Seja na perda de um familiar. Perda da mãe, da avó, perda de um filho, perda do pai.

Ou talvez, perda de um dedo, perda de um braço, perda das duas pernas.

Até a perda da dignidade, perda da honra, perda de um amor, perda da esperança.

Perda de um emprego, perda de um bem. Perda de um objeto, para algumas pessoas é uma dor dolorosa demais. Depende de quanto valor damos a cada coisa que ocupa espaço entre nossas posses. Quanto maior o valor, maior a dor. Mentimos para nós. Odiamos perder! Perder é doloroso.

A palmada no filho, dói no filho e dói no pai.
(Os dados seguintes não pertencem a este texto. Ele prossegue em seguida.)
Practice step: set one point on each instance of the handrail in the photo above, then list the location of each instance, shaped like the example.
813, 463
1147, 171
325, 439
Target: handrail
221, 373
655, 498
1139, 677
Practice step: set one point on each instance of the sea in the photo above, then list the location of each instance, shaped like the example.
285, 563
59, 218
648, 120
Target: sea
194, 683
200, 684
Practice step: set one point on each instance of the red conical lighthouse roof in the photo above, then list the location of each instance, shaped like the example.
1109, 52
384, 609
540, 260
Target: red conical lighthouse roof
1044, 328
Educar, também causa dor.

Uma bofetada pode doer, quando ela não é merecida, dói mais que uma facada.

Quando que sentimos dor? Sempre!

Uns admitem que a vida dá mais do que tira e foda-se.
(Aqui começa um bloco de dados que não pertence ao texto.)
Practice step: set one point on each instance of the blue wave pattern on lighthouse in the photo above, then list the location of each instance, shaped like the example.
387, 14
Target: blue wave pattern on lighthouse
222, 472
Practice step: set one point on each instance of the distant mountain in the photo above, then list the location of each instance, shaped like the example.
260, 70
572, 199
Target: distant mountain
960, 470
Outros vão à Igreja, pedir ressarcimento, cura e consolação. Da mesma forma é a atribuição pelas conquistas ou desgraças: à Deus, aos santos, ao governo ou a si. Perdoem-me, mas esse último é o único responsável. Benção e maldição são coisas humanas.

Até onde vou e até onde fui para conhecer do que sou capaz?

Prefiro aceitar a simplicidade das coisas ou as explicações fantásticas?

Prefiro ir além, mas tenho medo do que posso descobrir?

Prefiro ir tão fundo quanto for possível? Será que tenho coragem?

Sem um pouco de sacrifício, prosseguimos no raso, com a água pela canela. Saímos da água e tudo que sobra é secarmo-nos.

Mais profundamente, descobriremos coisas horríveis e também maravilhosas, e com isso a resiliência.

Conhecemos a nós?

Em que nível?

Todos temos a mesma profundidade.

Não nos exploramos. Nunca conheceremos o EU mais escondido de nós.

Nem todos conhecemos nossas camadas mais profundas.

Não conhecemo-nos profundamente.

Somos rasos para uns. Somos profundos para outros. Somos nosso próprio Universo.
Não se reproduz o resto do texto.